UBER LONDRA, L’APP RITORNA SEMPRE IN PISTA
Poi ci sono i casi clamorosi delle proteste di Parigi, nel 2015, quando una automobile del servizio Uber fu bruciata dai tassisti in rivolta all’aeroporto Charles de Gaulle. Anche in quella circostanza si pensò di bloccare il servizio che, di fatto – anche grazie a un espediente ai limiti della legalità -, continuò.

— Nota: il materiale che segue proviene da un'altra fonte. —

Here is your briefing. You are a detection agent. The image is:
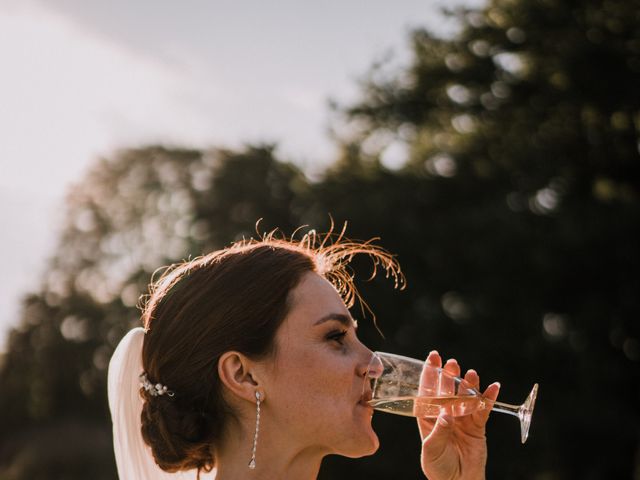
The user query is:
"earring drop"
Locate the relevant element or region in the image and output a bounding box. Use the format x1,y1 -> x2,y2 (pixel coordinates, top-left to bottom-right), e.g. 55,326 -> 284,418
248,391 -> 261,469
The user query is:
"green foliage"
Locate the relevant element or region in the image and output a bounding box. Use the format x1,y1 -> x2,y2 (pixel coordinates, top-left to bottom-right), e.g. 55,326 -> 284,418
1,0 -> 639,478
0,145 -> 311,478
322,0 -> 640,477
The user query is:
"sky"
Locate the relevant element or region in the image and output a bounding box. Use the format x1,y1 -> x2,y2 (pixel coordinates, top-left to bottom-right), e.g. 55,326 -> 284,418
0,0 -> 480,350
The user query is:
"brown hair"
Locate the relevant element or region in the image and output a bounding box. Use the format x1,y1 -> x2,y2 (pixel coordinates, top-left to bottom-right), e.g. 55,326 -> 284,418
138,227 -> 404,475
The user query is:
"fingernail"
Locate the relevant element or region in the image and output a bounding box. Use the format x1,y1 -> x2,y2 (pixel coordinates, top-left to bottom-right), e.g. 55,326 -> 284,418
493,382 -> 501,389
446,358 -> 457,364
429,350 -> 438,355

Uber è tornata operativa a Madrid nel marzo 2016, dopo un divieto di circolazione di un anno e mezzo predisposto dall’autorità dei trasporti spagnola; una vicenda simile si è verificata in Germania, dove sono tantissime le città in cui Uber è diffuso in una versione leggermente corretta rispetto a Uber Pop (che, nel frattempo, ha presentato ricorso alla Commissione Europea). Infine, c’è il paradiso degli Stati Uniti, dove l’applicazione non ha mai subito particolari restrizioni.
Insomma, come direbbe Giovanni Trapattoni, «non dire gatto se non ce l’hai nel sacco». E, dal punto di vista legale, Uber sembra davvero simile a un felino: l’applicazione – nonostante tutti vogliano ucciderla – non muore mai perché, nei tribunali, ha almeno sette vite.